Oxfam has conducted research into the policies of rich countries and the practices of the pharmaceutical industry that have resulted in nearly no new medicines for poor people in developing countries who suffer from neglected diseases.
In addition, Oxfam has conducted research into how rich countries promote greater intellectual property protection in their trade agreements, and how pharmaceutical companies lobby to influence those agreements.

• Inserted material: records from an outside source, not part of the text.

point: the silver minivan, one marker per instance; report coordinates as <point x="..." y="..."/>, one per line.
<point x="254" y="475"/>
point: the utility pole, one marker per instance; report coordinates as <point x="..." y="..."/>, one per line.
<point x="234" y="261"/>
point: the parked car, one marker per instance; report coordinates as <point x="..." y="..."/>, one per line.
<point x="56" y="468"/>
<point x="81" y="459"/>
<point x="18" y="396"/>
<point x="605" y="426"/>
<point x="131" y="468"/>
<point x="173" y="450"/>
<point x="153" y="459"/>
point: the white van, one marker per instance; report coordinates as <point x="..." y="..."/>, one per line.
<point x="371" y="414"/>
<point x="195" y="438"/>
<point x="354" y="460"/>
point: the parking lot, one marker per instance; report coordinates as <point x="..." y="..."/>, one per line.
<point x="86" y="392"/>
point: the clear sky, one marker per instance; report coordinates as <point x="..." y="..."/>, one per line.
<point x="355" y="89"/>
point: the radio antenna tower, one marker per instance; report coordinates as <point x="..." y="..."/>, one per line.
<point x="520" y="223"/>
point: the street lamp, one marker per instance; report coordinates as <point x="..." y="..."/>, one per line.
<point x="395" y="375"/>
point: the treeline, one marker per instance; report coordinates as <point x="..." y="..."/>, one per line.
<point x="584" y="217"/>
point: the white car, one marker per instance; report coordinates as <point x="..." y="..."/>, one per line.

We are also working with groups in developing countries that are interested in reining in pharmaceutical companies’ ability to suppress all competition from generic manufacturers.
More specifically, Oxfam promotes the following:
Making significant changes to public and private sector approaches to research and development to ensure that medical innovation meets the needs of poor people in developing countries who continue to suffer and die from neglected diseases.
Adopting intellectual property rules that create a proper balance between promoting innovation and protecting public health so poor countries can afford basic medicine.
Ensuring that developing countries can enforce public health safeguards under the WTO’s Agreement on Trade-Related Aspects of Intellectual Property Rights, thus giving poor countries a stronger voice.
Ensuring that neither the US government nor pharmaceutical companies use various tactics to prevent developing countries from promoting the use of safeguards and other mechanisms to ensure access to affordable medicines.
Formulating new approaches in the public and private sector to increase access to new vaccines in poor countries, and promoting new approaches to innovation that will encourage the development of vaccines that prevent neglected diseases.